Google Research announced Universal Speech Model (USM), a 2B parameter automated speech recognition (ASR) model trained on over 12M hours of speech audio. USM can recognize speech in over 100 languages, including low-resource languages, and achieves new state-of-the-art performance on several benchmarks.
The model and experiments were described in a paper published on arXiv. USM uses a Conformer-based encoder as its backbone, which is trained using unsupervised learning on unlabeled audio from YouTube videos that include speech from over 300 languages. The Google team also introduced a new chunk-wise attention mechanism to the network architecture, to solve a quality degradation problem common with Conformer models on long-form audio input. Instead of fine-tuning the entire model for downstream tasks, the Google team added small adapter network units to the frozen encoder for ASR and automated speech translation (AST) tasks. According to Google:
USM...can perform automatic speech recognition (ASR) on widely-spoken languages like English and Mandarin, but also languages like Punjabi, Assamese, Santhali, Balinese, Shona, Malagasy, Luganda, Luo, Bambara, Soga, Maninka, Xhosa, Akan, Lingala, Chichewa, Nkore, and Nzema, to name a few. Some of these languages are spoken by fewer than twenty million people, making it very hard to find the necessary training data. We demonstrate that utilizing a large unlabeled multilingual dataset to pre-train the encoder of our model and fine-tuning on a smaller set of labeled data enables us to recognize these under-represented languages. Moreover, our model training process is effective for adapting to new languages and data.

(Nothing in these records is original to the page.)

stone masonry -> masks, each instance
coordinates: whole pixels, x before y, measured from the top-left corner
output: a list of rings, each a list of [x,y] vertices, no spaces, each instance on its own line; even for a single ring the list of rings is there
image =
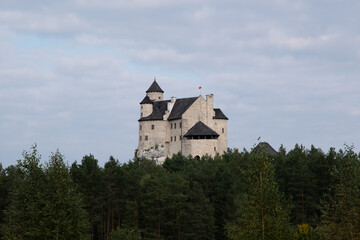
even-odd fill
[[[214,96],[163,100],[156,80],[140,102],[137,157],[163,163],[166,157],[215,156],[227,150],[227,120]]]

USM was trained in three stages on three types of data: audio-only, text-only, and paired audio-text. The first training stage used unsupervised learning to train the Conformer encoder backbone on audio-only data: 12M hours of YouTube audio from 300 languages plus public datasets containing another 429k hours of speech in 51 languages. The next stage used Multi-Objective Supervised pre-Training (MOST) to further train the encoder on all three types of data. The final stage involves fine-tuning a task-specific model. For the last stage, Google achieved better results by freezing the encoder and fine-tuning a small task-specific adapter instead of fine-tuning the full model.

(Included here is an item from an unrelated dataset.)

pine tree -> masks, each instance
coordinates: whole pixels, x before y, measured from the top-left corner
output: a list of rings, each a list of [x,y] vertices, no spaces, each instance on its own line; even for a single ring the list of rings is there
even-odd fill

USM Training Pipeline. Image Source: https://arxiv.org/abs/2303.01037
The Google team evaluated USM on several ASR and AST benchmarks. USM achieved state-of-the-art performance on multiple benchmarks, including SpeechStew, FLEURS, and CoVoST. USM also achieved a word error rate (WER) of less than 30% on a YouTube captioning dataset with speech from 73 languages; according to Google, "no published model can successfully decode all 73 languages" from this dataset. The researchers also compared USM to OpenAI's Whisper model; USM outperformed Whisper on the "18 languages that Whisper can successfully decode with lower than 40% WER."
In a discussion about USM on Hacker News, several users hailed its performance on low-resource languages, given the scarcity of training data available. One noted:
What this implies is that the core encoder model (trained on popular languages with a ton of data) does a really good job at learning the generalized basics of any language (period). Then, they enter a comparatively minuscule amount of labeled data from the small languages at the end (supervised fine tuning - since parameters are tuned iteratively, the latest training data has the biggest impact on the final performance). The model has enough of a general "understanding" of grammar across languages that it can fill in the gaps it doesn’t get from that small labeled set.
USM is currently only available via a private hosted inference API on Google Cloud Platform. Users must request access, with priority given to "researchers and institutions."